Para los geriátricos, esto vuelve relevante comunicar de forma clara sus protocolos de ingreso, la disponibilidad de personal durante las visitas y la forma en que se preservan las imágenes de seguridad. No se trata de realizar promesas absolutas ni de presentar un episodio policial como una herramienta promocional, sino de ofrecer información verificable que ayude a las familias a evaluar el contexto.

En los resultados orgánicos, las búsquedas pueden asociar el nombre de una residencia con una noticia, una dirección o una conversación vecinal. La visibilidad de esos contenidos dependerá de la cobertura periodística, de las consultas de los usuarios y de la información pública disponible. Una comunicación institucional precisa, respetuosa y actualizada puede aportar contexto, siempre que no minimice la gravedad del ataque ni traslade la responsabilidad a las víctimas.

Para quienes deben visitar a un familiar, la información más útil es concreta: horarios con mayor presencia de personal, accesos habilitados, alternativas para detenerse sin permanecer en la calle y canales de contacto ante una emergencia. En una situación como la ocurrida en Remedios de Escalada, esos datos pueden ayudar a planificar la visita, aunque no sustituyen la necesidad de una respuesta de seguridad sostenida en el territorio.

El caso deja una escena difícil de ignorar: una visita a una madre de 90 años terminó con una mujer golpeada, un automóvil robado y una cuadra entera atravesada por el miedo. La discusión sobre vigilancia, prevención y cuidado de las personas mayores necesita continuar más allá de la noticia, porque para las familias la seguridad comienza mucho antes de cruzar la puerta del geriátrico.

FAQ

Preguntas frecuentes

¿Dónde ocurrió el robo al visitar a la mujer de 90 años?

El hecho ocurrió en la calle Machado al 3600, en Remedios de Escalada, partido de Lanús. Los hermanos habían llegado al Hogar de Ancianos Gema para visitar a su madre. El ataque se produjo frente al establecimiento, mientras estacionaban un Toyota Yaris gris y se preparaban para ingresar.

¿Cómo fue el ataque contra los dos hermanos?

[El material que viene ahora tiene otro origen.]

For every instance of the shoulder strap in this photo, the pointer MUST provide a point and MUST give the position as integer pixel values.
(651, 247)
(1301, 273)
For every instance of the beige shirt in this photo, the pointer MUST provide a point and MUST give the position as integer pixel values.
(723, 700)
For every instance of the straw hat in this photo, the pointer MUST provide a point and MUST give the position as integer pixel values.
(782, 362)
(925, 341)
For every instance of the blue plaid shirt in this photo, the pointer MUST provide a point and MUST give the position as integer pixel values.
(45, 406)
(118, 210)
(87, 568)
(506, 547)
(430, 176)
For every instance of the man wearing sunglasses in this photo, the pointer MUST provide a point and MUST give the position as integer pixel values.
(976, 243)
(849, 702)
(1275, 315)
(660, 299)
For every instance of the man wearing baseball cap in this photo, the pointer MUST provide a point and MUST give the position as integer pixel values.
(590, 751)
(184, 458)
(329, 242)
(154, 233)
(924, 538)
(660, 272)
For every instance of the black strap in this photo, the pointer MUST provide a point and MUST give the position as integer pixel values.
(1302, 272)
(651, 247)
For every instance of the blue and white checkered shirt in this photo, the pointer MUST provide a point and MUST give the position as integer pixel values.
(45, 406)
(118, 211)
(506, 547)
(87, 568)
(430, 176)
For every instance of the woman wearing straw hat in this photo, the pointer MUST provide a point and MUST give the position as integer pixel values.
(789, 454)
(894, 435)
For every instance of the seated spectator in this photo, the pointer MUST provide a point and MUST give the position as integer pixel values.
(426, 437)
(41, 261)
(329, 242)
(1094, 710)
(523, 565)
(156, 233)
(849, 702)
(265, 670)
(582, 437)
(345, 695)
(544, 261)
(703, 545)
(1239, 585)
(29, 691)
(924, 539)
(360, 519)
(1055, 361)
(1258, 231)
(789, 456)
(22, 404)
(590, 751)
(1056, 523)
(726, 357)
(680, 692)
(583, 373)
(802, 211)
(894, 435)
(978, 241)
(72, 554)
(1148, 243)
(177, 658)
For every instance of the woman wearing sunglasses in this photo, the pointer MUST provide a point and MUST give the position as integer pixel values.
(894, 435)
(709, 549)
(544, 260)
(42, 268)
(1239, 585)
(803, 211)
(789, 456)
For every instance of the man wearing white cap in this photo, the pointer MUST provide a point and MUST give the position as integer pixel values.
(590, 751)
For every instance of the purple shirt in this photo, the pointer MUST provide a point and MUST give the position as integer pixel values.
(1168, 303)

Dos delincuentes descendieron de un Peugeot 208 blanco que se detuvo detrás del auto de las víctimas. Uno persiguió al hombre y el otro forcejeó con la mujer, a quien golpeó y arrojó al suelo para quitarle las llaves. Luego escapó en el Toyota, mientras ella fue arrastrada al intentar detenerlo.

¿Había antecedentes recientes de robos en la zona?

Los vecinos afirmaron que los robos aumentaron durante los últimos meses y mencionaron que días antes habían sustraído una camioneta en la misma cuadra. También señalaron que la manzana concentra dos geriátricos, lo que genera un movimiento frecuente de familiares y vehículos durante distintos momentos del día.

¿Qué medidas pueden adoptar los familiares al visitar un geriátrico?

Es recomendable observar el entorno antes de bajar, evitar dejar objetos visibles, mantener las llaves fuera de la vista y coordinar con la residencia una recepción rápida. Ante una amenaza, la prioridad debe ser preservar la integridad física y no resistir si el atacante exige el vehículo o pertenencias.